Toute équipe IT doit avoir son quota de techno-empathes et de cerveaux droits. Elle le devra de plus en plus à mesure que se développe la relation partenariale entre une DSI et les métiers de son entreprise - dans un mariage subtil avec des compétences techniques de plus en plus pointues.

Dans mes fonctions de DSI, j'ai toujours veillé à inclure dans mes équipes des profils littéraires. Des cerveaux droits empathiques, sensibles aux non-dits, aux nuances des usages, à tout l'essentiel qui n'entre pas toujours dans un cadre rationnel d'ingénieur. Des personnalités complémentaires et en constante interaction avec les profils plus techniques. Entre cerveau gauche et cerveau droit court le chemin ténu du cerveau du milieu.

Replacer le problème avant les solutions

Les services numériques ont souvent la propension à apporter clefs en main la solution à un problème qui n'existait pas avant d'être nommé, comme l'a démontré avec conviction le sociologue Evgueny Morozov en pointant du doigt le « solutionnisme » technologique... L'enjeu n'est pas très différent pour les applicatifs métiers.

Quand une entreprise accoste une solution technologique, le réflexe reptilien des équipes IT est souvent le même. Est-ce que ça a déjà marché ailleurs ? Est-ce que les grands cabinets d'étude en recommandent l'utilisation ? Est-ce que cet outil fait partie des « bonnes pratiques » du marché ? Voire « est-ce que cet outil valorisera mon parcours » ? Bien sûr, ces indices sont une aide à la décision. La valeur d'une technologie réside dans la réponse qu'elle peut apporter au problème posé par son entreprise.

Déceler les non-dits

C'est par l'écoute qu'une équipe peut détecter et traduire une intention de changement, un usage à faire évoluer, une frustration ou une aspiration qui n'arrive(nt) pas toujours à se formuler. Les équipes IT ne doivent pas se résumer à une chambre d'enregistrement des besoins métiers. Elles doivent parfois faire accoucher les besoins, les structurer et s'impliquer dans une relation où la technologie est au second plan.

Comprendre les non-dits est le plus difficile pour des équipes trop homogènes, et pourtant ô combien le plus essentiel. Celles qui y parviennent développent une véritable intimité client avec leurs interlocuteurs métiers, avec leurs utilisateurs et leurs collègues de la DSI. C'est une véritable compétence, qui ne s'outsource pas et qui doit imprégner les collaborateurs.

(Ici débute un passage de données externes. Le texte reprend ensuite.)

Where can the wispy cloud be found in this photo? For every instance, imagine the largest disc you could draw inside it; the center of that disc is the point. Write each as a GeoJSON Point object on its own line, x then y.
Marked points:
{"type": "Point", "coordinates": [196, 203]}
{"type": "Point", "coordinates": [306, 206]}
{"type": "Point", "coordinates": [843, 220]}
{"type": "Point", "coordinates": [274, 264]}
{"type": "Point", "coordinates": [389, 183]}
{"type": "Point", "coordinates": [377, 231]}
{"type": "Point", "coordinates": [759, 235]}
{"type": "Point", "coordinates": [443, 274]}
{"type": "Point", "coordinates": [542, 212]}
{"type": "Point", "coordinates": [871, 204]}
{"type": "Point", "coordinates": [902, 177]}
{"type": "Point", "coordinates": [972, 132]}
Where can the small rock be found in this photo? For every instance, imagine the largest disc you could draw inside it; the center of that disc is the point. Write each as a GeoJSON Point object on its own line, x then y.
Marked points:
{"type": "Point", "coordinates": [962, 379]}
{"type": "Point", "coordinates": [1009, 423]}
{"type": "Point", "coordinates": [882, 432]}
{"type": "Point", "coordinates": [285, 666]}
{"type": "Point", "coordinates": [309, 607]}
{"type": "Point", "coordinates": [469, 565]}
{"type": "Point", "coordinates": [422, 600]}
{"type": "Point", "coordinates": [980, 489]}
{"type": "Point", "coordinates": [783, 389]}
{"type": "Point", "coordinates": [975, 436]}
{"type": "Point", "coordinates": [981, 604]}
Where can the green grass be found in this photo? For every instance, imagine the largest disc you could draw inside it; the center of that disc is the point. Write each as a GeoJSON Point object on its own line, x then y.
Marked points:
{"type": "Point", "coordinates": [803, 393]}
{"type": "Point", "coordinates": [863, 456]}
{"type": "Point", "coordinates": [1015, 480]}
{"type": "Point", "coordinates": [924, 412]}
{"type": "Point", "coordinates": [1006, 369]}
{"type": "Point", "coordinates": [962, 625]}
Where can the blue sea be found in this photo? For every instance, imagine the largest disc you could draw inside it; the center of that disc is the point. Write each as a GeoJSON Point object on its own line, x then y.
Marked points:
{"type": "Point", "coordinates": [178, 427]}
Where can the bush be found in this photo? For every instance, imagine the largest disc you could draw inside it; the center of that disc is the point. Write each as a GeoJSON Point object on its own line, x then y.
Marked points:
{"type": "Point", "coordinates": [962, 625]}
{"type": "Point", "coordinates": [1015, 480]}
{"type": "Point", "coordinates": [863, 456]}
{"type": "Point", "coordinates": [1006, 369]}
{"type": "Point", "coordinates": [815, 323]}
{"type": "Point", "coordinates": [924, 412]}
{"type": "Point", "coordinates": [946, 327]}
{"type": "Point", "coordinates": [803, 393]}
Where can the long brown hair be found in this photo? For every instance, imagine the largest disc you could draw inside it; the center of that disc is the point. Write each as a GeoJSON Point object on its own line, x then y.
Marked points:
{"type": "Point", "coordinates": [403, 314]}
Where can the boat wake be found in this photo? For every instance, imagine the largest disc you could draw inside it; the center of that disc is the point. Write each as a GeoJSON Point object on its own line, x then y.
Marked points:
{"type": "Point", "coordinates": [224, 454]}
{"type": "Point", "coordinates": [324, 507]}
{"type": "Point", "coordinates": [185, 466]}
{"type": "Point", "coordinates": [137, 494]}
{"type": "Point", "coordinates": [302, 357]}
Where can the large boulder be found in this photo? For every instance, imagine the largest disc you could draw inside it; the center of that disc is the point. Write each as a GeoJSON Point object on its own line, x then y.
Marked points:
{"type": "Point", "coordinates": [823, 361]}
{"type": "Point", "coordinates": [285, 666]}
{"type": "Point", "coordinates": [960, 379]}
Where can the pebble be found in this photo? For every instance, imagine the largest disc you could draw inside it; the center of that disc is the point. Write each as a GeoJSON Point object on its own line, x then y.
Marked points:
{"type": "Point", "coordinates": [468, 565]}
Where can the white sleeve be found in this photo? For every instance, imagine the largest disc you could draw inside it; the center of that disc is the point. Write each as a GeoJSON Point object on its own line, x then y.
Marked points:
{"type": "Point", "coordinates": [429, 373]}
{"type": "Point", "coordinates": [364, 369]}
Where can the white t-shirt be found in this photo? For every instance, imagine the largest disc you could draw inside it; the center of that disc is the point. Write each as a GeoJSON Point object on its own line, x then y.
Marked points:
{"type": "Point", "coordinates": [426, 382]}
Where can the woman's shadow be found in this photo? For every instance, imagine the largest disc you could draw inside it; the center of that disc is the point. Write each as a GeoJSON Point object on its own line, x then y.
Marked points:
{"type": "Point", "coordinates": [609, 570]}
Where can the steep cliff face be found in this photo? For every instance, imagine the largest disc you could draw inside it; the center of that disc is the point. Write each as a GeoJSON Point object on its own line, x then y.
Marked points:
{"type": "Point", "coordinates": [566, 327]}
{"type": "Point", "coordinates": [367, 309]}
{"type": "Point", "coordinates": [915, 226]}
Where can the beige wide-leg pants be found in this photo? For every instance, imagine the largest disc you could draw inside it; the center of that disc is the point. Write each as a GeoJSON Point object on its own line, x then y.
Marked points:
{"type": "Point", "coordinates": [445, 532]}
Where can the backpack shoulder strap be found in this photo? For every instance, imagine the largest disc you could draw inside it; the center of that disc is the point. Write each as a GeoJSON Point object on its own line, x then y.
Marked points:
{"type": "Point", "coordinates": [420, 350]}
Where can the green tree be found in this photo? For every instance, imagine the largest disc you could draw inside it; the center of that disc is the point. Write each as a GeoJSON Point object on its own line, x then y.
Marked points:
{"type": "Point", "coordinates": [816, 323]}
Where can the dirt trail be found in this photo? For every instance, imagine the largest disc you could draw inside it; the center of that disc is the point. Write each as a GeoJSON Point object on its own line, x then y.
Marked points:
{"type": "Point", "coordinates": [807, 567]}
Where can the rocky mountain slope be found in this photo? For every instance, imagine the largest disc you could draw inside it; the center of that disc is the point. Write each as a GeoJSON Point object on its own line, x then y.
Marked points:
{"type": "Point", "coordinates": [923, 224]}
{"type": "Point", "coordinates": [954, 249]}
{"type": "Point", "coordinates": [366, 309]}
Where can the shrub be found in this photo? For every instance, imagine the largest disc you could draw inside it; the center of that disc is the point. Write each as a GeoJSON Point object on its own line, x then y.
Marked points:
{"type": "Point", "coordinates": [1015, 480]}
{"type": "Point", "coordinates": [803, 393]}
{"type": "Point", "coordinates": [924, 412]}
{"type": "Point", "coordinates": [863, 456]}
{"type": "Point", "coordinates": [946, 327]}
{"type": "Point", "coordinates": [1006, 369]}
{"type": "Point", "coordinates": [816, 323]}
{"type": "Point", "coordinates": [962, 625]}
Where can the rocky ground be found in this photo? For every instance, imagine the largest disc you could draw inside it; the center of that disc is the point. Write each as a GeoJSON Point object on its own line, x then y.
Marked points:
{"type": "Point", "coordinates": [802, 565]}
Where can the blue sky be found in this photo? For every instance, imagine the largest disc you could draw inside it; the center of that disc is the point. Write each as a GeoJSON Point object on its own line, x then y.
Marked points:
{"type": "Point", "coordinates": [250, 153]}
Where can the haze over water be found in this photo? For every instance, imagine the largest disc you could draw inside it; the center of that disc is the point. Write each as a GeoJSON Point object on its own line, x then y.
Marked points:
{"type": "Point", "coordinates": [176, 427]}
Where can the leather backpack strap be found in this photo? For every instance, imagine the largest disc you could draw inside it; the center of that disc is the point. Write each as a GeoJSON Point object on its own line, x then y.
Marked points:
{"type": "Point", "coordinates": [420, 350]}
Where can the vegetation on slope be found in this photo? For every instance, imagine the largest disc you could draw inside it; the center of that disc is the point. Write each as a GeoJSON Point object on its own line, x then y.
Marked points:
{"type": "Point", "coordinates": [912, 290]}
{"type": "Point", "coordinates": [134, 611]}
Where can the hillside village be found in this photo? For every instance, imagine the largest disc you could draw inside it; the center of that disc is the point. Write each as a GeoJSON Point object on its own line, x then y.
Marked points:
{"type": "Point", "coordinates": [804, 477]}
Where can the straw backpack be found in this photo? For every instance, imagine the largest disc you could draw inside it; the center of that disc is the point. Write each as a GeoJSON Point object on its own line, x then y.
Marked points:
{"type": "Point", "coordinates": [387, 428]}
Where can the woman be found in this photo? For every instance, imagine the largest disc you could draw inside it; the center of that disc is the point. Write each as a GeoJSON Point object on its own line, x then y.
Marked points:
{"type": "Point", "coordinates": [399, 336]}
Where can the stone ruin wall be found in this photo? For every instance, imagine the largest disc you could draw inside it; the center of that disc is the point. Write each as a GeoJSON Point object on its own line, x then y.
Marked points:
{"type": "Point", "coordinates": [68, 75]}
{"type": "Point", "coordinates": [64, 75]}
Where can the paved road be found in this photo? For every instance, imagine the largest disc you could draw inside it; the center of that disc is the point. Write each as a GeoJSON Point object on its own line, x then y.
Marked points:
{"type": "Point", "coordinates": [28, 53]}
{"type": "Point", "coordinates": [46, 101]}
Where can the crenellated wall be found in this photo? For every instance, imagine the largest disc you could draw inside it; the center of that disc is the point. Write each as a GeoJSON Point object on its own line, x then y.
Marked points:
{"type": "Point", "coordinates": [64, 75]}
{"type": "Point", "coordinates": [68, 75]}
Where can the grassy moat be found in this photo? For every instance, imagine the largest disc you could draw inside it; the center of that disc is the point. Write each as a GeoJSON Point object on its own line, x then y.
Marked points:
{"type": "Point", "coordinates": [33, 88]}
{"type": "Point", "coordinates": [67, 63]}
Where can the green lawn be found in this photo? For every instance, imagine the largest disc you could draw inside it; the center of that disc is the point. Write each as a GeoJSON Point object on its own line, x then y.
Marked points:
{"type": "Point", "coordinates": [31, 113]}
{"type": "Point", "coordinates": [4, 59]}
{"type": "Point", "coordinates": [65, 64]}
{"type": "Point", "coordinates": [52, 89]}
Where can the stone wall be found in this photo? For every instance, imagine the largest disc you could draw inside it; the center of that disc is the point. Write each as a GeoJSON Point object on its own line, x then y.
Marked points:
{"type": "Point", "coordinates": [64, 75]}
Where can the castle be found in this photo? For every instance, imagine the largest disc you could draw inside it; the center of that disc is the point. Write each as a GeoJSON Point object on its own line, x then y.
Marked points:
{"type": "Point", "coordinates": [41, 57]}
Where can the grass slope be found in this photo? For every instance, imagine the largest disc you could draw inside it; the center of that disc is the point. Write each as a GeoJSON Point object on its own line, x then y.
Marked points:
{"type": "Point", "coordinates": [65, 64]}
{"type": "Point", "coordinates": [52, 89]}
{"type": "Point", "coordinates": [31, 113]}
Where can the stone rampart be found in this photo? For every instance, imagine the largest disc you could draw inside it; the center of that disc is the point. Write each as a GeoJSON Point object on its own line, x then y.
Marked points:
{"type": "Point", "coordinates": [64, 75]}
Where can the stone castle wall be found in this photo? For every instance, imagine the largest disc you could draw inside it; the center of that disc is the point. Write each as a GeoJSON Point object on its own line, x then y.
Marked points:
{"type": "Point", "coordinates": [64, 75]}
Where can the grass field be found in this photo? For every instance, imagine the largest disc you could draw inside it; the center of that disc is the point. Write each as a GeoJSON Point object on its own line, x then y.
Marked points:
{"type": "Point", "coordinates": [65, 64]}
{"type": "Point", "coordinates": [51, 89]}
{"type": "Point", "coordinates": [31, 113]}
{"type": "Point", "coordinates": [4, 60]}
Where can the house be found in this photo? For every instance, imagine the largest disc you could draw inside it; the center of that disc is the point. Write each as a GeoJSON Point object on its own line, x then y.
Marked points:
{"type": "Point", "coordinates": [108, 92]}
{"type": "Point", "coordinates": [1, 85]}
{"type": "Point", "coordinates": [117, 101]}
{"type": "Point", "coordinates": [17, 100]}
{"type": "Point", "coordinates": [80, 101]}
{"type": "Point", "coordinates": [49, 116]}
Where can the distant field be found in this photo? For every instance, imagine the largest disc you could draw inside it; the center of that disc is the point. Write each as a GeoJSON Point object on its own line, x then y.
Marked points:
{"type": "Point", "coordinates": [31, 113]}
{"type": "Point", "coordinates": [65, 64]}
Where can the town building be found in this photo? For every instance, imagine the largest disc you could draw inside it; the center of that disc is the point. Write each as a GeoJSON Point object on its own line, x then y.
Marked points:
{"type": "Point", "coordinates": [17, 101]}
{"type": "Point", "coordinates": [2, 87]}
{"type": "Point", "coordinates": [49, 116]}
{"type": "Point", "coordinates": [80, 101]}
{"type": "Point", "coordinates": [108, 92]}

Dépasser la posture de joueur de Tetris

« Un problème, une solution technologique ». C'est souvent ainsi que les projets informatiques sont envisagés, par habitude, confort ou facilité. Le risque d'une telle vision - même si cela fait partie de la mission d'une DSI - c'est qu'elle enferme dans une posture "joueur de Tetris" de bons faiseurs, sélectionneurs de la bonne technologie pour répondre au besoin... Les enjeux d'une organisation et de ses pratiques entrent rarement dans des cases de façon aussi simple. Au contraire : il faut accepter l'incertitude de la question posée, s'emparer de la nuance à bras le corps, en sachant faire table rase des benchmarks et bonnes pratiques du marché. Ce qui a marché ailleurs ne marchera pas forcément ici. Observer sans a priori, organiser, exécuter et surtout improviser, car le plan se déroule rarement comme prévu. La valeur va naître de l'intelligence que les équipes mettront à décortiquer un problème avec le métier, et ensuite, seulement ensuite, de l'approche technologique pour y répondre. La technologie est morte, vive la technologie ! Vive la différence, vive la complémentarité fertile des cerveaux pour aller dénicher la valeur.